Les enlèvements, souvent motivés par des rançons, sont devenus une tactique centrale des djihadistes de Boko Haram dans leur insurrection contre l’État nigérian, qui dure depuis 17 ans et se concentre principalement dans le nord-est du pays.
Samaila Kaigama, président de la Borno South Youth Alliance (BOSYA), a indiqué que son groupe avait obtenu la libération des 416 femmes et enfants enlevés à Ngoshe. Ils ont été relâchés samedi, a-t-il précisé aux journalistes.
Mohammed Ali Ndume, sénateur de l’État de Borno, a confirmé cette libération.
Les circonstances exactes de cette libération restent pour l’instant inconnues. Les victimes étaient détenues par des combattants de Boko Haram dans des conditions difficiles après avoir été enlevées dans plusieurs communautés, en particulier dans la région de Ngoshe.
Malheureusement, deux nourrissons ont succombé à l’épuisement dû à une captivité prolongée et à un terrain accidenté, a déclaré Daniel Bwala, porte-parole du président Bola Tinubu, sur les réseaux sociaux.
Selon un communiqué de l’armée, les troupes ont recueilli des renseignements et mené des opérations psychologiques pour semer la méfiance au sein des rangs des insurgés avant le début de la phase d’assaut.
Les militants avaient exigé des millions de nairas de rançon pour les otages de Ngoshe. Les autorités nigérianes nient avoir versé des rançons, bien que les analystes estiment qu’il s’agit d’une pratique courante, tant de la part du gouvernement que des familles des victimes.

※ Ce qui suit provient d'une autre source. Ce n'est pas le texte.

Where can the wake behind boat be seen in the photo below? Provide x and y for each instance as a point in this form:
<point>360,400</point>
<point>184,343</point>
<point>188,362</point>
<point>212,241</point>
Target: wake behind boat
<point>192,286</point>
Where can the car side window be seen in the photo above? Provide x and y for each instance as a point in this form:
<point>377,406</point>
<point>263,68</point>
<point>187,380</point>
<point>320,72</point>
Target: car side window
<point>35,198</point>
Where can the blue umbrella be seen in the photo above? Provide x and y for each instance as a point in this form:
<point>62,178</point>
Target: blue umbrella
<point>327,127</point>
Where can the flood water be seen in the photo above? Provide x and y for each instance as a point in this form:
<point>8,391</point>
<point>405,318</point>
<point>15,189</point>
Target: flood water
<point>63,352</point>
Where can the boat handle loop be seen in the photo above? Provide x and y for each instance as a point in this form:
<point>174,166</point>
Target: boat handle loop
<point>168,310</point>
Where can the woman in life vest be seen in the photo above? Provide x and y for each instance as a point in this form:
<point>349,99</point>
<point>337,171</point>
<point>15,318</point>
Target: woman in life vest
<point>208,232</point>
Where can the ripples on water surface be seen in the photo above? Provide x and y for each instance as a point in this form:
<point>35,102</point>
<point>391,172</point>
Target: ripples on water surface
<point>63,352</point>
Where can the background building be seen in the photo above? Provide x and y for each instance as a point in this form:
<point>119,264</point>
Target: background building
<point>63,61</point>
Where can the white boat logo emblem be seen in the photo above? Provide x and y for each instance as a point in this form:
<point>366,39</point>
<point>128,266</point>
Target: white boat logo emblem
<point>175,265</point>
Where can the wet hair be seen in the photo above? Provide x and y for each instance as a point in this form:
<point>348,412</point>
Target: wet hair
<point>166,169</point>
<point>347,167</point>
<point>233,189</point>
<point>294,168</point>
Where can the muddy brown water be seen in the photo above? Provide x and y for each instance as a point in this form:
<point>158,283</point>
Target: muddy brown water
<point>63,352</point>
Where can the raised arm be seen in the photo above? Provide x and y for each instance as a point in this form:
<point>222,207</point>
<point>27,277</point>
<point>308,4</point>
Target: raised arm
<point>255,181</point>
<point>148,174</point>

La multiplication des enlèvements par les différents groupes armés du Nigeria – djihadistes, bandes de bandits et séparatistes – a provoqué une crise des kidnappings dans tout le pays, générant des rançons estimées à plusieurs millions de dollars.
Ngoshe se situe à moins de 10 kilomètres de la frontière camerounaise, dans les collines de Gwoza, un bastion de Boko Haram, et a subi des attaques répétées. Depuis l’émergence du soulèvement de Boko Haram en 2009, l’insurrection djihadiste au Nigeria a donné naissance à de multiples groupes armés, causé des dizaines de milliers de morts et déplacé des millions de personnes.